Something new has been adding to the load in the industrial areas north of Montreal, where Hydro-Québec’s transmission lines cross the terrain to link generating stations to a grid that has been providing some of the least expensive electricity in North America for decades. Over the past several years, the sound of cryptocurrency mining operations—rows of computer hardware operating nonstop and using megawatts of power—has become a background feature of some industrial regions in Quebec. These businesses are becoming bigger, more intricate, and more entwined with the infrastructure bets that Canadian energy investors are paying closer attention to.
One of Canada’s most well-known publicly traded Bitcoin mining companies, Hut 8, announced plans to invest $7 billion in the United States to build gigawatt-scale AI data centers. This move shifts the company’s focus from being a cryptocurrency miner to an operator of high-performance computing infrastructure with a Bitcoin mining heritage. The investment’s size is significant enough to shift the focus of discussions over Canada’s energy use.
| Category | Details |
|---|---|
| Topic | Canada Energy ETF Surge + Crypto Mining Expansion |
| Key Company | Hut 8 (Canadian Bitcoin miner) |
| Hut 8 Investment Plan | $7 Billion USD for gigawatt-scale AI data centers |
| Total Mining Electricity Use | ~4,048 GWh (since start of 2024) |
| Estimated Energy Cost | ~$424.2 Million |
| Canaan Alberta Project | 2.5 MW pilot — converts flared natural gas to electricity |
| Key Regions | Quebec (hydro), Alberta (natural gas conversion) |
| Pivot Strategy | Crypto miners moving into AI/HPC infrastructure |
| Sustainability Angle | Renewable hydro, wind power, flared gas conversion |
| Community Benefit | Greenhouse heating using mining waste heat |
| Reference Website | hut8.com |
Power supply agreements, transmission capacity, and utility relationships that are measured in the same units as large industrial facilities are necessary for gigawatt-scale data centers. It makes geographical sense to build that infrastructure in Canada because of its frigid temperature, land availability, and plentiful hydropower generation. The financial case is contingent upon the energy cost remaining competitive and the demand for AI computing continuing to surpass the supply of facilities designed specifically for this purpose.
The overall picture of energy use is already noteworthy. Canadian cryptocurrency mining activities have used about 4,048 gigawatt-hours of electricity since the beginning of 2024, at an estimated cost of about $424.2 million. These figures are significant enough to have an impact on utility demand forecasting, provincial grid planning, and investors keeping an eye on the energy sector’s movements.
Unlike consumer electricity demand, which reacts to price signals, the demand for mining and data center hardware is genuine, ongoing, and nonstop. Consistent industrial demand at this size is an important component of revenue forecasts for energy companies and the ETFs that track them.
Canaan, a maker of mining technology, is doing an experiment in Alberta that adds a dimension to the energy story that is not captured by the grid-demand data alone. In order to power mining equipment, a 2.5 megawatt pilot project in Alberta is producing energy from flared natural gas, which would otherwise be burned off as waste at oil and gas facilities.
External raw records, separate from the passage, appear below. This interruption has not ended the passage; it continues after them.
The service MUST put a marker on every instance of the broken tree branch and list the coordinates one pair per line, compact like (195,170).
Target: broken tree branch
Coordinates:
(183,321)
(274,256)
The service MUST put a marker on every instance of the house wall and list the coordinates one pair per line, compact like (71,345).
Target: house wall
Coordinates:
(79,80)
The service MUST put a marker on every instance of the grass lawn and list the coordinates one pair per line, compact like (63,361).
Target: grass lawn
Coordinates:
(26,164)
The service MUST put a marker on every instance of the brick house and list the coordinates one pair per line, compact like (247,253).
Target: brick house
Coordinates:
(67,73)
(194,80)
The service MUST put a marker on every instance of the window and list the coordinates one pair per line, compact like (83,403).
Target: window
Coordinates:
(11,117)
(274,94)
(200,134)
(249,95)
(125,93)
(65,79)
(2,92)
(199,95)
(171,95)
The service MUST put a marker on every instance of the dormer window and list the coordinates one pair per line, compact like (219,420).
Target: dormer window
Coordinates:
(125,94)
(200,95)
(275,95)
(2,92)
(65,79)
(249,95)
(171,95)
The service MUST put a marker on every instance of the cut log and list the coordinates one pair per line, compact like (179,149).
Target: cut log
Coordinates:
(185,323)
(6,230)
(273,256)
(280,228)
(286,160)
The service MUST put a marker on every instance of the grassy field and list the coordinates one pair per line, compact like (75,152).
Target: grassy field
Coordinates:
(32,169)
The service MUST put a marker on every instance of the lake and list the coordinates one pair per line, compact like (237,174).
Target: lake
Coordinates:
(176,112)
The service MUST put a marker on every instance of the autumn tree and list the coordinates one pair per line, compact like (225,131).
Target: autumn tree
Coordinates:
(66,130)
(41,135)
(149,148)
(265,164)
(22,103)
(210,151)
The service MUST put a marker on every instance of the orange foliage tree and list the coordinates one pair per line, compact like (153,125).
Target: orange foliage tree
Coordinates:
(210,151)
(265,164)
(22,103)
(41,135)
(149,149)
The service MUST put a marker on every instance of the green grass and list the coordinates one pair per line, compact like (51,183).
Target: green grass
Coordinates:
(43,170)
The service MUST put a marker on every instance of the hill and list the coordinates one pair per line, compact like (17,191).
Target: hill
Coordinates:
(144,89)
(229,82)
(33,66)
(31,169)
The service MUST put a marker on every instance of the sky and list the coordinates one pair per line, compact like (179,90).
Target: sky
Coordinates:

Practically speaking, the strategy is desirable since it solves an environmental issue (flaring), generates income from a waste stream, and gives computer operations off-grid electricity without taxing the province’s transmission infrastructure. The economics of flare gas capture at various field sizes, the regulatory landscape, and the direction of Bitcoin prices, which decide whether operating those devices continues to make financial sense, will determine whether the pilot expands into a significant pattern throughout Alberta’s oil patch.
The province that continues to have the biggest influence on how people view Canada as a destination for AI and cryptocurrency computing is Quebec. Quebec has become a preferred option for operators constructing Canadian facilities due to its ample hydro generation, cold ambient temperatures that lower server room cooling costs, and electricity tariffs that are competitive with the majority of U.S. data center markets. Large-scale industrial power contracts at favorable rates guarantee revenue but also limit the capacity available for other industrial development,
so the province has occasionally been conflicted about this influx. Additionally, the regulatory stance toward new mining operations has changed over several cycles. Provincial planners may have a different perspective on the current situation, with miners repositioning as providers of AI infrastructure, than they did on pure cryptocurrency mining during times of lower Bitcoin values.
Observing these several strands emerge at the same time gives me the impression that the Canadian energy sector is going through a demand upgrade that the conventional commodity cycle framing falls short of. The demand for computing, the development of AI infrastructure, and the unique advantage that Canadian location and hydro resources offer for running huge, power-hungry data centers at competitive costs are what are currently drawing attention to Canadian energy stocks rather than oil prices or natural gas exports.
Depending on how the Hut 8 buildout goes, how provincial grid policy evolves, and whether the demand for AI data centers, which is driving the investment plans, keeps growing at the rate that the $7 billion commitment assumes, the energy ETFs tracking the performance of the Canadian sector will continue to reflect this dynamic.